1. Bird’s eye (point of) view
Can you tell the story of a raven attack on a drone from the bird’s point of view? Use your imagination to give vivid details about what the raven was thinking and doing throughout this encounter.

Time: allow 30 minutes to complete this activity
Curriculum Links: English

2. Extension
Sketch a design for your own delivery robot. Consider some of the potential problems (some of which are mentioned in the article) and be sure to include features that can help solve these issues. Name and label your robot design and write a paragraph about it.

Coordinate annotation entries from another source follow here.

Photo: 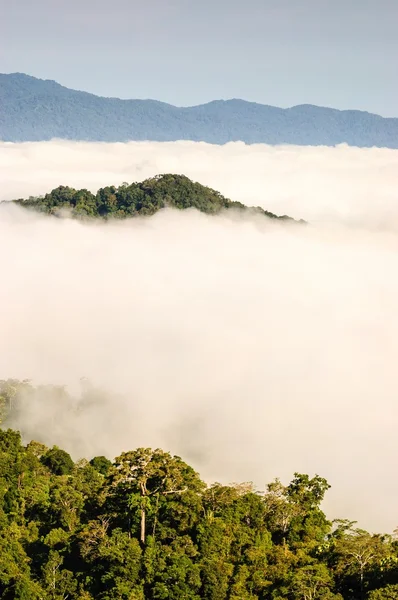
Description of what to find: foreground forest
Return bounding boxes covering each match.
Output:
[7,174,300,221]
[0,380,398,600]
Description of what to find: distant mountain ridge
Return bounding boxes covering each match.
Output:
[0,73,398,148]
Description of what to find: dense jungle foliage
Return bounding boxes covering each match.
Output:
[9,174,293,221]
[0,380,398,600]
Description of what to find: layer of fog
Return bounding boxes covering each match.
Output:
[0,142,398,530]
[0,140,398,227]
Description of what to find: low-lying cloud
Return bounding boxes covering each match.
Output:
[0,141,398,530]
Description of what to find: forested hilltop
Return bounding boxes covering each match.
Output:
[0,380,398,600]
[9,174,294,221]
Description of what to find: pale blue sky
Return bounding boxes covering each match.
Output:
[0,0,398,116]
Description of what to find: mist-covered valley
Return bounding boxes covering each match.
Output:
[0,141,398,532]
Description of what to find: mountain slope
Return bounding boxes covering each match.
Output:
[0,73,398,148]
[7,174,303,222]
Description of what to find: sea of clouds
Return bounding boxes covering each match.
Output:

Time: allow 25 minutes to complete this activity
Curriculum Links: English; Technologies

Bird burglar
The group of notorious spy birds, known as The Ravens, are recruiting – and you want in. As part of initiation, you have to prove you are fit to join the elite squad by attacking the takeaway drones without detection. There will be many birds trying to complete the mission, so you’ll need to keep a lookout and be careful. This is an elite spy group, there will be lots of sabotage attempts from other competitors.

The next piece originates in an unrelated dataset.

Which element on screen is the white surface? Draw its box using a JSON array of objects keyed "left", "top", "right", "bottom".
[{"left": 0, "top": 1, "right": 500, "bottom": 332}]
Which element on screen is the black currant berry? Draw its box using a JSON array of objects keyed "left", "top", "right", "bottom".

Write a short story retelling your mission. Were you successful? Did any other birds try to sabotage your attempts at intercepting a takeaway drone? Did you need more than one attempt?

Include who, what, when, where, when, a complication and a solution.

Try and hook the reader in by using a power opener (starting with an adverb, a verb or a connective).

Re-read your work and check your grammar and VCOP before sharing with a peer.